Reserves. The U.S. Securities and Exchange Commission (“SEC”) requires oil and natural gas companies, in filings made with the SEC, to disclose “proved reserves,” which are those quantities of oil and natural gas that by analysis of geoscience and engineering data can be estimated with reasonable certainty to be economically producible from a given date forward, from known reservoirs, and under existing economic conditions, operating methods, and government regulations. The SEC defines (i) “probable reserves” as additional reserves that are less certain to be recovered than proved reserves but which, together with proved reserves, are as likely as not to be recovered and (ii) “possible reserves” as those additional reserves that are less certain to be recovered than probable reserves. Under Canadian rules, “possible reserves” are those reserves that are less certain to be recovered than probable reserves. Under such Canadian rules there is at least a 10% probability that the quantities actually recovered will equal or exceed the sum of proved plus probable plus possible reserves.
Contingent Resources. “Contingent resources” are defined in the Canadian Oil and Gas Evaluation Handbook as “those quantities of petroleum estimated, as of a given date, to be potentially recoverable from known accumulations using established technology or technology under development, but which are not currently considered to be commercially recoverable due to one or more contingencies. Contingencies may include factors such as economic, legal, environmental, political and regulatory matters or a lack of markets. It is also appropriate to classify as contingent resources the estimated discovered recoverable quantities associated with a project in the early evaluation stage.”

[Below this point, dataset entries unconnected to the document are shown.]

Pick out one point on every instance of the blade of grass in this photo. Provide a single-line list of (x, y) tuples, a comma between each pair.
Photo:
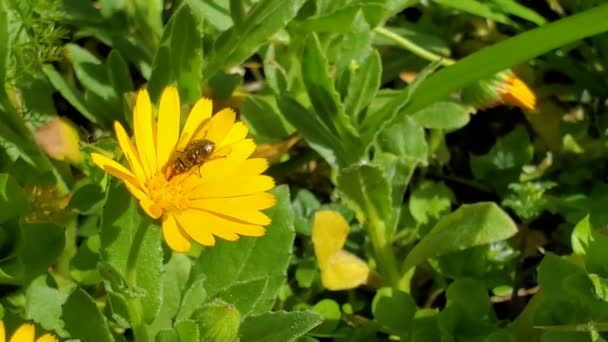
[(505, 54)]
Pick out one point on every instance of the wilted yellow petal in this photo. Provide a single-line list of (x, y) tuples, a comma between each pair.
[(329, 232), (47, 338), (25, 333), (344, 271), (168, 125)]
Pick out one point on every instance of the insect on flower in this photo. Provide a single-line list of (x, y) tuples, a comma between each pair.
[(196, 153)]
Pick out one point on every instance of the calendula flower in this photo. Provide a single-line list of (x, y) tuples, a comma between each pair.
[(25, 333), (505, 87), (221, 195)]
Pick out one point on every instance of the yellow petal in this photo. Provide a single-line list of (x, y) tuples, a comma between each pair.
[(201, 111), (114, 168), (144, 132), (130, 153), (168, 125), (329, 233), (174, 237), (25, 333), (259, 201), (2, 332), (344, 271), (237, 132), (242, 149), (47, 338), (223, 226), (224, 168), (218, 126), (192, 225), (234, 187)]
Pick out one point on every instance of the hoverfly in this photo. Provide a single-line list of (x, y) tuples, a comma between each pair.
[(195, 153)]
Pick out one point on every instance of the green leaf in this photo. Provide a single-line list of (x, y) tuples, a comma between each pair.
[(179, 57), (263, 120), (5, 42), (93, 75), (242, 40), (278, 326), (314, 131), (188, 331), (177, 271), (123, 227), (363, 86), (43, 304), (394, 309), (366, 190), (443, 115), (218, 322), (501, 56), (322, 92), (83, 320), (13, 203), (73, 96), (429, 201), (251, 268), (468, 226)]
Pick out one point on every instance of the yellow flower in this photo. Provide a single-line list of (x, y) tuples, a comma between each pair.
[(340, 269), (26, 333), (222, 197), (503, 88)]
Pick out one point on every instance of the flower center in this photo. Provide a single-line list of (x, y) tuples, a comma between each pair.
[(169, 195)]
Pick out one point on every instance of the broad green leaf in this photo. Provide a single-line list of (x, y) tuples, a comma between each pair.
[(83, 320), (363, 86), (258, 264), (218, 321), (322, 92), (263, 121), (128, 236), (179, 57), (94, 77), (314, 131), (13, 203), (238, 43), (278, 326), (177, 271), (73, 96), (366, 190), (39, 245), (43, 304), (394, 310), (468, 226), (443, 115), (501, 56), (329, 310), (188, 331), (377, 120)]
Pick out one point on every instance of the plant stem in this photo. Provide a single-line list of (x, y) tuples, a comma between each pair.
[(383, 249), (412, 47), (133, 302)]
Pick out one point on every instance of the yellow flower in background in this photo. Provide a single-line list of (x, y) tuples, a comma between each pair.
[(25, 333), (201, 183), (340, 269), (504, 88)]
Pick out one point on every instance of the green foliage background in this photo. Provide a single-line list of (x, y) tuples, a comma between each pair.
[(481, 223)]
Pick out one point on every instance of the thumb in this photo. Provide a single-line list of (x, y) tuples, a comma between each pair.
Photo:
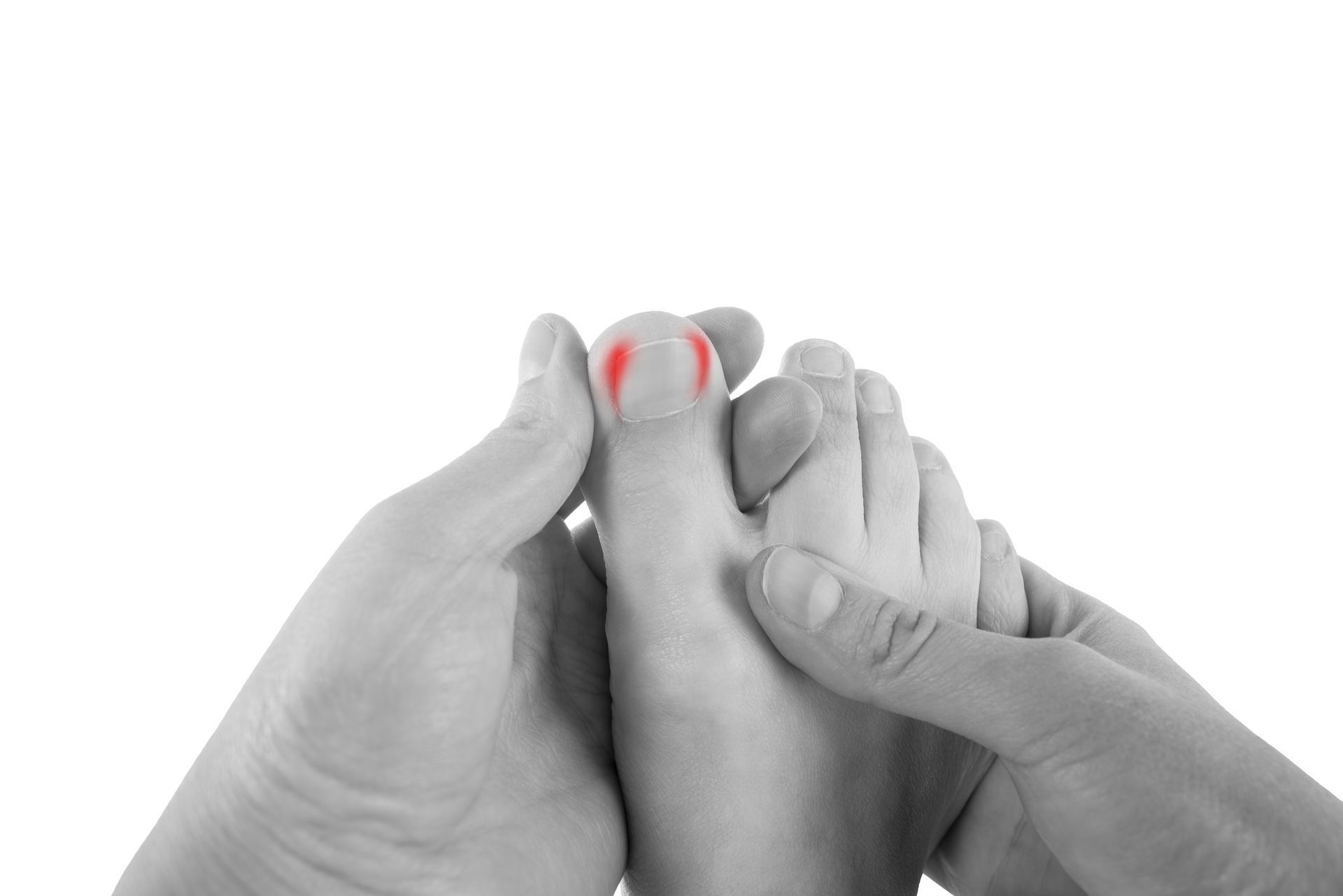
[(509, 485), (1007, 693)]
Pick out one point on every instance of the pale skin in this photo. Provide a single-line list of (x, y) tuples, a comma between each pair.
[(436, 713)]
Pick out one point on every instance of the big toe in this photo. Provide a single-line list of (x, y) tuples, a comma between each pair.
[(658, 480)]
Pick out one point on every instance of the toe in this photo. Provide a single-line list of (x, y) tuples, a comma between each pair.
[(658, 480), (948, 539), (1002, 594), (890, 472), (818, 506), (772, 425), (738, 338)]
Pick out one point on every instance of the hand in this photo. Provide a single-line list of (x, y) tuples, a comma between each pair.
[(436, 711), (1132, 776)]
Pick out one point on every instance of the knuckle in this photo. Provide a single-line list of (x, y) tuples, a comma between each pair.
[(1063, 657), (544, 436), (895, 637)]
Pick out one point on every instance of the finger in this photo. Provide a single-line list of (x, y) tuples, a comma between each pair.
[(506, 488), (1061, 610), (1002, 594), (590, 548), (1005, 693), (772, 425), (571, 503), (738, 338)]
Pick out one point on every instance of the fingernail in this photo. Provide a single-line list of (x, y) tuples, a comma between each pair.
[(994, 544), (655, 379), (800, 590), (537, 351), (876, 395), (927, 457), (823, 360)]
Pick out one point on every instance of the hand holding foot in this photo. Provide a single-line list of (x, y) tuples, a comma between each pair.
[(1135, 778), (434, 716)]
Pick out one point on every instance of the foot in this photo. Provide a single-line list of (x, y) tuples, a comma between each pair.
[(740, 774)]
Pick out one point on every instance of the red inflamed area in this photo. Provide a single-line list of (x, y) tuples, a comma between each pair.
[(618, 362), (702, 354)]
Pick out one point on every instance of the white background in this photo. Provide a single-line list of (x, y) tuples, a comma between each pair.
[(262, 264)]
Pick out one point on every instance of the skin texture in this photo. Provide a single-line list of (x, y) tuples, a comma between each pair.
[(739, 774), (434, 715), (1134, 777)]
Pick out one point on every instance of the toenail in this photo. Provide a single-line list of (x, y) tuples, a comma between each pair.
[(876, 395), (994, 544), (657, 379), (537, 348), (823, 360), (800, 590), (927, 457)]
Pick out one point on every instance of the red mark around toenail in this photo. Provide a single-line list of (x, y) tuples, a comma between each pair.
[(617, 362), (702, 353)]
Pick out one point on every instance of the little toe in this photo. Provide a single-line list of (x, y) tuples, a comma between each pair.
[(818, 506)]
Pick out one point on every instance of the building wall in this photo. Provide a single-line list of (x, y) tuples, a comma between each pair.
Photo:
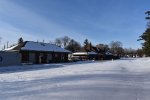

The term “contingent resources” is a broader description of potentially recoverable volumes than proved, probable and possible reserves, as defined by the SEC regulations. Estimates of contingent resources are by their nature more speculative than estimates of proved reserves and accordingly are subject to substantially greater risk of actually being realized by the Company. The estimate of contingent resources contained herein is as of June 30, 2011. We believe our estimates of contingent resources are reasonable, but such estimates have not been reviewed by independent engineers. Estimates of contingent resources may change significantly as development provides additional data, and actual quantities that are ultimately recovered may differ substantially from prior estimates. There is no certainty that it will be commercially viable for Magnum Hunter to produce any portion of its contingent resources or that Magnum Hunter will produce any portion of the volumes currently classified as contingent resources. The primary contingencies which currently prevent the classification of Magnum Hunter–s disclosed contingent resources as reserves consist of current uncertainties around the specific scope and timing of project development, commercial recovery being dependent on technology under development, the absence of a reasonable assessment of future economics meeting defined investment and operating criteria, other economic criteria, the uncertainty regarding marketing plans for production from the subject areas, improved estimation of project costs, capital costs required to render production economic, applicable regulatory considerations, pricing and supply costs. There are a number of inherent risks and contingencies associated with the development of these resources, including commodity price fluctuations, project costs, receipt of regulatory approvals and those other risks and contingencies described above and under “Risk Factors” in the our Form 10-K/A dated March 15, 2011, a copy of which is filed with the SEC and is available at .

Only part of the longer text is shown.